TÖSHİD, Pegasus’un uçuş profilinden yola çıkarak bir genelleme yapmış. Pegasus’un 40 uçağı var, bunun 12’si iç hatlarda 28’i ise dış hatlarda uçuyor. Yani iç hat/dış hat oranı 3.34. bu oranın hemen hemen tüm havayollarında benzer olduğu varsayılıyor.
176.3 milyon dolarlık iç hat toplam zararı, 3.34 çarpanı 589 milyon dolar olarak sektörün toplam kaybı hanesine yazılıyor.
Nasıl, ilginç hesap değil mi?
Oysa hava sahaları daha etkin kullanılsa sektördeki yakıt sarfiyatı da bakım maliyeti de düşecek. Uçuş zamanı da kısalacak.
Ve en az bunlar kadar belki daha önemlisi atmosfer kirliliği azalacak.
IATA verilerinden yola çıkılarak 1 dolarlık yakıtın 3.15 kilogram CO2 yani karbondioksit emisyonu bıraktığı hesaplanmış. 48.7 milyon dolarlık yakıt 153.6 milyon kilogram daha fazla CO2 demek olacak.
Fiili yasak devam ediyor
Uçuş koridorları Devlet Hava Meydanları İşletmesi (DHMİ) Seyrüsefer Daire Başkanlığı tarafından hazırlanıyor. Rotalar askeri çalışma sahalarının dışından dolaşarak belirleniyor.
Aslında uçuş yollarının yeniden düzenlenmesine Türk Hava Sahası’nın güvenliğinden sorumlu Hava Kuvvetleri de bir ara destek vermişti. 28 bin feet yani 8 bin 600 metrenin üzerinde yapılan uçuşlara geçiş izni verilebileceği vurgulanmıştı. Hatta askeri uçuşların yapılmadığı saatlerde bu yükseklik sınırının bile kaldırılabileceği belirtilmişti.
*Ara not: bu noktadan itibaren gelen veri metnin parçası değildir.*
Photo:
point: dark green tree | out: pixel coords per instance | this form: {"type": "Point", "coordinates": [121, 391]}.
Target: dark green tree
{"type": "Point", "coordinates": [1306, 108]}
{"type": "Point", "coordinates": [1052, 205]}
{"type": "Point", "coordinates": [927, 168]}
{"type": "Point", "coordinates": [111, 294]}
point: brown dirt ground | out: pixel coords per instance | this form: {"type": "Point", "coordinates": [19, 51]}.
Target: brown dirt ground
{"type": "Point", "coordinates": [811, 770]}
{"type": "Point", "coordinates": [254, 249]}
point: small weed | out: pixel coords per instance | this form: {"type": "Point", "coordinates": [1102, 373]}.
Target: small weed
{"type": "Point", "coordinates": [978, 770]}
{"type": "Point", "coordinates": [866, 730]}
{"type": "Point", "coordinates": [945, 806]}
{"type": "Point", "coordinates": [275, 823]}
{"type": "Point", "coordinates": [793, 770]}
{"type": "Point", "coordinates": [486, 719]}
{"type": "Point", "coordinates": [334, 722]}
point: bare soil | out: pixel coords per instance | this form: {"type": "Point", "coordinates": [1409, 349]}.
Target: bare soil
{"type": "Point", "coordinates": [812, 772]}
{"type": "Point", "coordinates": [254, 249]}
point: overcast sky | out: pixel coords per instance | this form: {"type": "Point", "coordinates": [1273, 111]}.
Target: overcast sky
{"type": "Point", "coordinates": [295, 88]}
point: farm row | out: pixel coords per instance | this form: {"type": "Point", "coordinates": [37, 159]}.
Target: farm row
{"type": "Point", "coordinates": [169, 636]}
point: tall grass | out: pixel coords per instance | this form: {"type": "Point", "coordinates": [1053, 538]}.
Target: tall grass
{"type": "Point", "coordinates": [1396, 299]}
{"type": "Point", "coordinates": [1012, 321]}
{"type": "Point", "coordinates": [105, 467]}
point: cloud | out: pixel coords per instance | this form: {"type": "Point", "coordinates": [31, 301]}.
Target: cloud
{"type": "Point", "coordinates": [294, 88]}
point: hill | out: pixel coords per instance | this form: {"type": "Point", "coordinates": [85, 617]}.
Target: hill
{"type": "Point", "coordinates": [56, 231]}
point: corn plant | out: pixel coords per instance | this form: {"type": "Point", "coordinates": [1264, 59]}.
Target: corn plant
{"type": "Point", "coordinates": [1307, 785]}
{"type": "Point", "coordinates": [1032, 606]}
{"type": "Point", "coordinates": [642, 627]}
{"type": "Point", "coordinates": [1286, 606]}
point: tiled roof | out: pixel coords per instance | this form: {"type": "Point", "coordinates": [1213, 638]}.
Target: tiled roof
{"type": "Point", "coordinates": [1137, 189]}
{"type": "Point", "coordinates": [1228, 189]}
Ancak aradan yıllar geçtiği halde bu önemli ekonomik kayıp yaratan konuda bir ilerleme kaydedilemedi. Fiili yasak devam ediyor. Uçaklar yine dolambaçlı yollara giriyor, adeta sağ eliyle sol kulağını göstermek zorunda kalıyor.
Bu arada bir diğer sorun da İstanbul’da hem Atatürk hem Sabiha Gökçen havalimanlarının aynı hava trafik koridorunu kullanmaları. Şayet bu iki limanın trafiği ayrılırsa uçakların havada bekleme süreleri de kısalacak.